Thursday, July 28, 2011

food food food

Hello everyone, Joe Wahler here again for some more of my opinion, I recently read this piece in the NYT by Mark Bittman and thought how thoroughly condescending and at the same time naive of him.

http://www.nytimes.com/2011/07/24/opinion/sunday/24bittman.html?pagewanted=1&_r=3&hpw

If you tax soda the only thing that will be accomplished is that you will take more money from poor, uneducated people. They will not stop drinking soda, it's loaded with caffeine, and sugar.

The answer is to do something effective, educate don't legislate, and if the people choose not to participate... well that's their choice, not anyone else's.

The point of good food is not to attempt to feel superior to, or to pass judgement upon, or to impose your will upon those so less fortunate that they don't know the difference between pork injected with a solution to enhance flavor, and a proper piece of old breed loin. That condescending attitude will only serve to alienate those whom you are trying to reach.
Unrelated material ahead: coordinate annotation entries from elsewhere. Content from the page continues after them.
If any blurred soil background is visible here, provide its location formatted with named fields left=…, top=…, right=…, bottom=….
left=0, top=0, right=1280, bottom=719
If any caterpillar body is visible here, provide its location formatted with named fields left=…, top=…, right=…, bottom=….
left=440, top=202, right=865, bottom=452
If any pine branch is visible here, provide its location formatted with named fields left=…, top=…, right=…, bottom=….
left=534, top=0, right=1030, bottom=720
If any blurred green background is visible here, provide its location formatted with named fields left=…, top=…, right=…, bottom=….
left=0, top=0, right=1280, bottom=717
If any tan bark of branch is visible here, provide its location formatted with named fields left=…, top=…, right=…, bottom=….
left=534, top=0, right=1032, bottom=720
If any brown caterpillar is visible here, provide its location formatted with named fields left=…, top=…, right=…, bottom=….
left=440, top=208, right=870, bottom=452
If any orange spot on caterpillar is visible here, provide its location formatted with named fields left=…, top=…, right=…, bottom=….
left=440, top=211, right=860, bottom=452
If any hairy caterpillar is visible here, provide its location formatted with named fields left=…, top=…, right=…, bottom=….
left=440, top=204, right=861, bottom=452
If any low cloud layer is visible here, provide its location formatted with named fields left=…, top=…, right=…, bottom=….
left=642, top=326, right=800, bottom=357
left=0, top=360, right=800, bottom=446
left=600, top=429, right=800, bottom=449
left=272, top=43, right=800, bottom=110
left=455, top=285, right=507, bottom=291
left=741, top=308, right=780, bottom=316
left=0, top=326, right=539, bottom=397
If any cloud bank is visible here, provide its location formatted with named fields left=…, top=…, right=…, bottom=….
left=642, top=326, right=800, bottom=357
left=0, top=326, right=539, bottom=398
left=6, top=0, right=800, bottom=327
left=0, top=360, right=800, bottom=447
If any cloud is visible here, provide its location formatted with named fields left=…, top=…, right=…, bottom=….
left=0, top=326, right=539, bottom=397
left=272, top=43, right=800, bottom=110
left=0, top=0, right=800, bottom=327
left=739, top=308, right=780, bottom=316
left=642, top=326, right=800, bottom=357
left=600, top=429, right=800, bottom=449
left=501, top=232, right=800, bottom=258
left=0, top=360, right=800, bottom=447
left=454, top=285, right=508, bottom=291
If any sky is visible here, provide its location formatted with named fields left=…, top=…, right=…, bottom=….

It's like placing a tax on soda, "We know what's best for you, and will punish you for this behavior", that attitude is smug at best, and it may fill you with a self satisfied sense of superiority, but it's a false one because in the end, you want those whom you are punishing with your taxes as your allies, not your underlings.

These people are your fellow citizens, they are not your charges to care for because you know best. They have the exact same rights to do with their own bodies as you have. This debate is actually a political one, it's the age old battle between collectivism on the tax side, and individualism on the other. Barring a completely and totally irrefutable argument from the former, I shall always choose the latter. Because the latter always allows one to participate in the former if he so chooses, while the former by it's very nature precludes the latter.